I have the following problem:
The task is to show that $$f^*(k) = \frac{1}{\sqrt{2\pi}} \int_{-\infty}^\infty f(k) e^{ik(x-vt)} dk$$ with $f(k) = A\cdot e^{-a|k - k_0|}$ equals $$f^*(k) = \frac{A}{\sqrt{2\pi}} \frac{2a}{(x-vt)^2 + a^2}e^{ik_0(x-vt)} $$
What I did was say $\gamma(k) := k - k_0 \Leftrightarrow k = \gamma + k_0$; $\Rightarrow d\gamma = dk$; $\gamma(\pm\infty) = \pm \infty$:
$$f(k)^* = \frac{1}{\sqrt{2\pi}} \int_{-\infty}^\infty A\cdot e^{-a|\gamma|} e^{i(\gamma +k_0)(x-vt)} d\gamma = \frac{A}{\sqrt{2\pi}} e^{ik_0(x-vt)} \int_{-\infty}^\infty e^{-a|\gamma|} e^{i\gamma(x-vt)} d\gamma$$
And that is where I am stuck at the moment. By comparing coefficients I should have to show that:
$$ \int_{-\infty}^\infty e^{-a|\gamma|} e^{i\gamma(x-vt)} d\gamma = \frac{2a}{(x-vt)^2 + a^2}$$
But how should that be possible? I've tried applying the dirac-delta-function somewhere but that did not relly work out... Have I overseen something?
Thank you very much for your help.
FunkyPeanut
You can use the identity that $$\int e^{kx}dx=\frac{1}{k}e^{kx}+C$$ for complex constants $k$ and $C$.
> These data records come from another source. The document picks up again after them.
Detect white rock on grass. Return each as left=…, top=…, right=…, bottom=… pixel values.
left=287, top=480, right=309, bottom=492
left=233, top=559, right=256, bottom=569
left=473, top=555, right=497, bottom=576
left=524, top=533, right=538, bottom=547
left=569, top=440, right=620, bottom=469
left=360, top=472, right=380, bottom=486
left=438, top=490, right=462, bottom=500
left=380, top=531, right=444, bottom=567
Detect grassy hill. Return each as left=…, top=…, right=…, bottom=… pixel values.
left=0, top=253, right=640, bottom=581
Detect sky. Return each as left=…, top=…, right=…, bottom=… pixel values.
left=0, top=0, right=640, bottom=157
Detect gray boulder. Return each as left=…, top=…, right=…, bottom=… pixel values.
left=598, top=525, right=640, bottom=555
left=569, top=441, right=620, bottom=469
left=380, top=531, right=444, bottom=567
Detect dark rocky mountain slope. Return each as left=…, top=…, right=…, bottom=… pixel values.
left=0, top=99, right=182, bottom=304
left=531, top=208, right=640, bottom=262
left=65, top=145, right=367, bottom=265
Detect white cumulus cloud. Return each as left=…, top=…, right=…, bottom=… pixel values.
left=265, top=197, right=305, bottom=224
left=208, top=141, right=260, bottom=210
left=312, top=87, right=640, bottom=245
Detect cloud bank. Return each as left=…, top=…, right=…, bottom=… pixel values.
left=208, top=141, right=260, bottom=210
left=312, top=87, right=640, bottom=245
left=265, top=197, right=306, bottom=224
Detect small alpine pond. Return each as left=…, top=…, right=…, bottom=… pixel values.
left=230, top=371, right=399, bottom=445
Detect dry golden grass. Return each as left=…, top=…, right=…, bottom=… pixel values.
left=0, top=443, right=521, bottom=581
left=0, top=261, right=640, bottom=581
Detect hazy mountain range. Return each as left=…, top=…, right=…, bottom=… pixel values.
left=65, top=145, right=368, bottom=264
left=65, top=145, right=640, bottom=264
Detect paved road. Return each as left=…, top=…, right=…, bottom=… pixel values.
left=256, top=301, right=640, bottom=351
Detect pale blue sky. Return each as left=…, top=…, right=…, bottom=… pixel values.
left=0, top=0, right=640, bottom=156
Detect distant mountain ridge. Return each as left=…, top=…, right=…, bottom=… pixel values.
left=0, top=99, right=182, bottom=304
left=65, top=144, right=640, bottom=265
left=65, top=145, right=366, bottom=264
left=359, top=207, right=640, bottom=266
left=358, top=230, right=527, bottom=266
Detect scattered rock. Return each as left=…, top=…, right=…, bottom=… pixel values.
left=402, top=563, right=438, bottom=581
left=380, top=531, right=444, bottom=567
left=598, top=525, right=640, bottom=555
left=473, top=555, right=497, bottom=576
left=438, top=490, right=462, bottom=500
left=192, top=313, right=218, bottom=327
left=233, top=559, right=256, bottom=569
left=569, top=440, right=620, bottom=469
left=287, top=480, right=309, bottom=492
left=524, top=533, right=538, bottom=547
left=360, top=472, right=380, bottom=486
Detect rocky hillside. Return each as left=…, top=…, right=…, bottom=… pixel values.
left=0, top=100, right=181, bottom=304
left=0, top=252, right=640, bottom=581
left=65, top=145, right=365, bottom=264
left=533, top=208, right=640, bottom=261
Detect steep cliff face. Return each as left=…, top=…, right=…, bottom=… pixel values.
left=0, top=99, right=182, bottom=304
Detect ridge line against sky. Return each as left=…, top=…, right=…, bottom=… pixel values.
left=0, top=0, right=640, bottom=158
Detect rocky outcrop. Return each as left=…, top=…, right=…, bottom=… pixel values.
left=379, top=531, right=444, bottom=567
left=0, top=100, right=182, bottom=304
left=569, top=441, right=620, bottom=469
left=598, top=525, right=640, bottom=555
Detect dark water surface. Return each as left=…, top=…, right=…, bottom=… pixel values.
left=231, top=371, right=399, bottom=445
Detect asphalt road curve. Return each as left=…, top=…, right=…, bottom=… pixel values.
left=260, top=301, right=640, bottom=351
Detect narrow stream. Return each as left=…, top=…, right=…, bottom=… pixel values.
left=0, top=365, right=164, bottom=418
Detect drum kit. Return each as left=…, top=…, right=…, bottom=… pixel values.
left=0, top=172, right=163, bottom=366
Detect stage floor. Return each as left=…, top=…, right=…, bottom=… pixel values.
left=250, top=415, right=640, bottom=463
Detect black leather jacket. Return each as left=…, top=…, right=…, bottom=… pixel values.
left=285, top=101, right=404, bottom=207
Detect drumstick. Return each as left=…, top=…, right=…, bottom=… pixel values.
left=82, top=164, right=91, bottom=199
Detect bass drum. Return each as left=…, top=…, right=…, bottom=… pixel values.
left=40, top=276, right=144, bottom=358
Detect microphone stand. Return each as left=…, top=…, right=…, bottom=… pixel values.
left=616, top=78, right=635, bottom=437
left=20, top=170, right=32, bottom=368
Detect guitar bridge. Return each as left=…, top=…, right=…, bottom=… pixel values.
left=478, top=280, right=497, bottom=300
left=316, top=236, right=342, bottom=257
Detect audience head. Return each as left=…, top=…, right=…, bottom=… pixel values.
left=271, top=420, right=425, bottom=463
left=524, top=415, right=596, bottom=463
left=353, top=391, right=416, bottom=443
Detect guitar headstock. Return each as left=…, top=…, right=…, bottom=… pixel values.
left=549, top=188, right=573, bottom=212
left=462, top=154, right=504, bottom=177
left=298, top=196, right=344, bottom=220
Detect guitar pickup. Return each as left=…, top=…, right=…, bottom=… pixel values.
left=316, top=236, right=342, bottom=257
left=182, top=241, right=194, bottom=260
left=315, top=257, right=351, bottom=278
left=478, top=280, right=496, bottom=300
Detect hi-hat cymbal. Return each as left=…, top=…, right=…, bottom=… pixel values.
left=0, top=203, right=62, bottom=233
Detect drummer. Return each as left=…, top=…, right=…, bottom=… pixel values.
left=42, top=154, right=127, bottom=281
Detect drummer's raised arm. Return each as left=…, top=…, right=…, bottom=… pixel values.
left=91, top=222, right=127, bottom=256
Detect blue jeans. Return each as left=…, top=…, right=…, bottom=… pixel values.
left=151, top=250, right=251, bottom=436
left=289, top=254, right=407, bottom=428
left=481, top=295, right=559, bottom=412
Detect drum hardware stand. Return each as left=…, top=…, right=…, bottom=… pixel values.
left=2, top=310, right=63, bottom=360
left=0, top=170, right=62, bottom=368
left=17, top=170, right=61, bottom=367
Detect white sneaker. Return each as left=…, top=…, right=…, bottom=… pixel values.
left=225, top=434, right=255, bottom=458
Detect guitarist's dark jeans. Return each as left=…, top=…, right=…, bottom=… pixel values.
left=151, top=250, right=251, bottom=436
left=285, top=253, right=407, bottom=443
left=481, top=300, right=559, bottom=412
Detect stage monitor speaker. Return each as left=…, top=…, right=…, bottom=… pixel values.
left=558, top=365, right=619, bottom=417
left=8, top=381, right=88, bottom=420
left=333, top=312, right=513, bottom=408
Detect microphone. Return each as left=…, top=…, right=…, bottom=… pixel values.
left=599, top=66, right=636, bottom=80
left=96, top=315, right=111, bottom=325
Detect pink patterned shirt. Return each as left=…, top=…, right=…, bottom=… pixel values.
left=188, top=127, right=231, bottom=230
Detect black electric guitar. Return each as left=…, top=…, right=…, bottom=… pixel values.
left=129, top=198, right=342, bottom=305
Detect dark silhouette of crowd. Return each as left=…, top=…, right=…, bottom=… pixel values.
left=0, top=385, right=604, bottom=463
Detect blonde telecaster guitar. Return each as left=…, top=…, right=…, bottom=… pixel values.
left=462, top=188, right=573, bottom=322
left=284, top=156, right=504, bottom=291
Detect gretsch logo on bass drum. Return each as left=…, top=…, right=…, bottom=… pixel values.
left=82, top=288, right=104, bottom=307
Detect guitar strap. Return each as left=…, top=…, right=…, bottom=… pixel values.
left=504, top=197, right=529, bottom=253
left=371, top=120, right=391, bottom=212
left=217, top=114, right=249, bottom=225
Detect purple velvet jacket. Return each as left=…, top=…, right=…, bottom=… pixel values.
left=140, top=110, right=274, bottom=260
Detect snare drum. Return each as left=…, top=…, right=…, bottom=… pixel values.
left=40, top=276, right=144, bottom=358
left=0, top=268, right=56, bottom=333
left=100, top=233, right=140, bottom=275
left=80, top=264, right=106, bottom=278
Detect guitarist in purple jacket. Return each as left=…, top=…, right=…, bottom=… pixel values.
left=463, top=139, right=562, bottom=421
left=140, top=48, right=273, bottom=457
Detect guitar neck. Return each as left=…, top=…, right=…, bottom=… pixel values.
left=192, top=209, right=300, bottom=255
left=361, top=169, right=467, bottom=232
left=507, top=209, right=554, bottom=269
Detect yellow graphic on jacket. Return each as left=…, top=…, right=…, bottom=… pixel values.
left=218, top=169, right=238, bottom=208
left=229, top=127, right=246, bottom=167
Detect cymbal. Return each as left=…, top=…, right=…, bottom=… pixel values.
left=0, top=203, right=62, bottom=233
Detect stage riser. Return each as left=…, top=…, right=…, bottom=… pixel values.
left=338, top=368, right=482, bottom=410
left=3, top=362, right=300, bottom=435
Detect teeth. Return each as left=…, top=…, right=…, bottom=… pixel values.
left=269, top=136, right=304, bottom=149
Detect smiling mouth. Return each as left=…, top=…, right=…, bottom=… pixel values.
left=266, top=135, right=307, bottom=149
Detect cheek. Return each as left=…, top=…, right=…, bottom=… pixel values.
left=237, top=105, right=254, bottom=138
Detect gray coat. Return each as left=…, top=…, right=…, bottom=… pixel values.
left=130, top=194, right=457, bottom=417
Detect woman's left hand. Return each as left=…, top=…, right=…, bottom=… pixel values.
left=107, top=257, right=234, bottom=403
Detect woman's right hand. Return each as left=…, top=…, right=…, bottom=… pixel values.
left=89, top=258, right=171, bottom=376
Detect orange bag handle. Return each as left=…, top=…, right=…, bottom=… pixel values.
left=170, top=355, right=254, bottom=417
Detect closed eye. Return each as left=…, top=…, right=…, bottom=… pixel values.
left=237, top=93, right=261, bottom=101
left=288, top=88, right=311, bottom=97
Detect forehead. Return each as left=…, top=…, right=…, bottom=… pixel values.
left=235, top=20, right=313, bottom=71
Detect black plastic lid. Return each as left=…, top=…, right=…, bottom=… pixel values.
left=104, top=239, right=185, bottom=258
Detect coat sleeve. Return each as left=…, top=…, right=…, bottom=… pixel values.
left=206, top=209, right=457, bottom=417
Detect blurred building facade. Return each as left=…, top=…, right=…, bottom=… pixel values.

Thus the last integral can be evaluated as follows:- $$\int_{-\infty}^\infty e^{-a|\gamma|} e^{i\gamma(x-vt)} d\gamma = \int_{-\infty}^0 e^{a\gamma} e^{i\gamma(x-vt)} d\gamma+\int_{0}^\infty e^{-a\gamma} e^{i\gamma(x-vt)} d\gamma\\=\int_{-\infty}^0 e^{\gamma [i(x-vt)+a]} d\gamma+\int_{0}^\infty e^{\gamma [i(x-vt)-a]} d\gamma\\=\frac{1}{i(x-vt)+a}[e^{\gamma [i(x-vt)+a]}]_{-\infty}^0+\frac{1}{i(x-vt)-a}[e^{\gamma [i(x-vt)-a]}]_{0}^\infty\\=\frac{1}{i(x-vt)+a}-\frac{1}{i(x-vt)-a}\\=\frac{-2a}{-[a-i(x-vt)][a+i(x-vt)]}\\=\frac{2a}{(x-vt)^2+a^2}$$